On October 8, 1966, the Globe News Publishing Company announced that it would sell KGNC-TV and its sister radio properties to Topeka, Kansas-based Stauffer Communications (a family-owned company run by Oscar S. Stauffer, Stanley H. Stauffer, John H. Stauffer and Marion W. Stauffer) for $5.6 million (split between Globe-News Publishing for $4.225 million plus a three-year non-compete agreement worth $300,000, and $1.375 million to Plains Broadcasting); the sale was approved by the FCC on January 12, 1966. The Whittenburg family retained ownership of the Globe-News.[6][7][8][9]

In October 1973, Stauffer announced it would sell KGNC-TV to Cannan Communications – a locally based company managed under the direction of Darrell A. Cannan, Sr. and Darrell A. Cannan, Jr. – for $2.5 million; the sale received FCC approval, along with the renewal of the KGNC-TV license, on July 31, 1974. In order to comply with an FCC rule in effect at the time that prohibited separately owned radio and television stations in the same market from sharing the same base call letters, as Stauffer was allowed to keep the KGNC call letters for its new radio properties, the station's call letters were changed to KAMR-TV (in reference to its city of license, AMaRillo) on November 5 of that year.[10][11][12]

During the late 1980s, KAMR-TV had experienced a gradual ratings downturn in both local news and, to a lesser extent, in total-day viewership. Especially troubling for KAMR was the fact that its ratings decline occurred at a timeframe when NBC's ratings were otherwise strong, thanks to its prime time programming (including its Thursday night comedy lineup). Not helping matters was that NBC also held partial broadcast rights to the NFL's American Football Conference (which it continued to broadcast through 1997, when those rights shifted to CBS [and by association, KFDA-TV]), which included rights to Super Bowls following the 1992, 1993, 1995, and 1997 seasons. Each of these telecasts featured an NFC or AFC team of interest to significant cohorts of KAMR's viewing area (particularly, the Dallas Cowboys and the Denver Broncos). Meanwhile, KFDA's ratings continued to improve despite CBS losing its NFL telecast rights after the 1993 season. (Prior to 1993, KFDA's final Super Bowl telecast determined 1991's NFL champions; after CBS regained the NFL rights in 1998, channel 10 also carried the Super Bowl that determined the champions for the 2000 season.)
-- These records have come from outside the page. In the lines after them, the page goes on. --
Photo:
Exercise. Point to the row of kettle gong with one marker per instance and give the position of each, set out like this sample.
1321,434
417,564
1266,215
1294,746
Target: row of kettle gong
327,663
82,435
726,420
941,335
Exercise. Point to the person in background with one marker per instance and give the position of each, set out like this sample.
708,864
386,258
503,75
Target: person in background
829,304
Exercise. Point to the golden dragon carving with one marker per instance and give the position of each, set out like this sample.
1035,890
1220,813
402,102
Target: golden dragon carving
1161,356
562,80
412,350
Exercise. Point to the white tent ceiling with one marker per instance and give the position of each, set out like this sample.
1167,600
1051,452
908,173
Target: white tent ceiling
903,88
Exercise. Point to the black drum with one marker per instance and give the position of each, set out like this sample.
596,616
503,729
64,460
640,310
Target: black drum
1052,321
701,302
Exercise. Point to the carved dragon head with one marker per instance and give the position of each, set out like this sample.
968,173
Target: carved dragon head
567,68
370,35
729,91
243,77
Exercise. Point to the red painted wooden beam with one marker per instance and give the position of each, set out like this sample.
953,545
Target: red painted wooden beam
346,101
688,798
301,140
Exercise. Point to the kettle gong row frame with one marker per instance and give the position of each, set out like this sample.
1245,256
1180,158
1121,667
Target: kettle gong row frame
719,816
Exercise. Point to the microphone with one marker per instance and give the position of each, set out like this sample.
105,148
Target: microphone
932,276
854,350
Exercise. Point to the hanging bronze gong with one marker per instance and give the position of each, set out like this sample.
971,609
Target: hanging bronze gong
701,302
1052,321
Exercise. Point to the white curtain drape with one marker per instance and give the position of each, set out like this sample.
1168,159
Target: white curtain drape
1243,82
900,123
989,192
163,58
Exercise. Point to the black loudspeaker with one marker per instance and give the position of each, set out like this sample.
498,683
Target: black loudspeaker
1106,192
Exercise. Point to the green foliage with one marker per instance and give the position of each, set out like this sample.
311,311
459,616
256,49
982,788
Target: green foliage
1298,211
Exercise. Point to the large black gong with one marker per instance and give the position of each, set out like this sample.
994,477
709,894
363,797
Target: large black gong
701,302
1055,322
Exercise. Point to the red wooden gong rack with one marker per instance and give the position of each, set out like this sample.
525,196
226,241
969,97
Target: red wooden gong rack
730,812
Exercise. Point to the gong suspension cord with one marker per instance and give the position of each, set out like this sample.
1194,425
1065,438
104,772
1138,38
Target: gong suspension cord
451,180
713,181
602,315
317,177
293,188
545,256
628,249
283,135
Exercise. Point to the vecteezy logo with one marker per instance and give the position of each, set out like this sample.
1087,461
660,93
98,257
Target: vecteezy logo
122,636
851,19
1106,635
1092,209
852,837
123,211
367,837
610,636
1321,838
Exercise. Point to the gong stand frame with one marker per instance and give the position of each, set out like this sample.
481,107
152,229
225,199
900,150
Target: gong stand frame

On January 5, 1999, Boston-based Quorum Broadcasting announced that it would purchase KAMR-TV from Cannan Communications as part of a $64-million, three-station deal. The following day (January 6), Westlake, Ohio-based Mission Broadcasting announced that it would acquire KCIT and KCPN-LP from Wichita Falls-based Wicks Broadcast Group for $13 million; the sale to Quorum received FCC approval on February 23, 1999. Quorum took over the operations of KCIT and KCPN on June 1, 1999, under joint sales and shared services agreements with Mission, under which KAMR would handle news production, engineering, security and certain other services as well as handling advertising sales for the two stations.[13][14][15][16][17] Although KAMR was the senior partner in the deal, it subsequently vacated its longtime studio facility on North Polk Street, and relocated its operations seven miles (11 km) south to KCIT/KCPN's facility on South Fillmore Street. (The former Polk Street studio is now occupied by the Faith Clinic Christian Center Church, which relocated its campus into the building in July 2003.)[18][19]

On September 8, 2003, Irving, Texas-based Nexstar Broadcasting Group announced that it would acquire Quorum Broadcasting's ten television stations, including KAMR-TV and the JSA/SSAs involving KCIT and KCPN-LP, for $230 million; the sale of KAMR to Quorum and the transfer of the joint sales and shared services agreements to Nexstar was completed on December 31, 2003.[20][21][22][23] On February 25, 2013, the over-the-air signals of KAMR, KCIT and KCPN were knocked off the air for more than 18 hours as a result of electricity fluctuations that shut off cooling pumps on the stations' transmitter tower off of U.S. 287 during a major blizzard that crippled much of the Texas Panhandle. Snow drifts of up to 4 feet (1.2 m) prevented station employees from accessing the site until the morning of February 26, in order to restore power to the transmitters. All three stations remained available to Suddenlink Communications systems in the area through a direct fiber feed.[24]

Digital television

Digital channels

The station's digital signal is multiplexed:

Channel Video Aspect PSIP Short Name Programming[25]
4.11080i16:9KAMR-HDMain KAMR-TV programming / NBC
4.2KCPN-SDSimulcast of KCPN-LP / MyNetworkTV
4.3480i4:3LaffLaff
4.4CoziCozi TV

Subchannels

KAMR-DT2

As the low-power station does not maintain a digital signal of its own, KAMR carries a simulcast of MyNetworkTV-affiliated sister station KCPN-LP on virtual channel 4.2 (UHF digital channel 19.2) in order to relay channel 33's programming throughout the entire Amarillo market. On cable, the KAMR-DT2 simulcast of KCPN-LP is carried on Suddenlink Communications channel 7 in Amarillo.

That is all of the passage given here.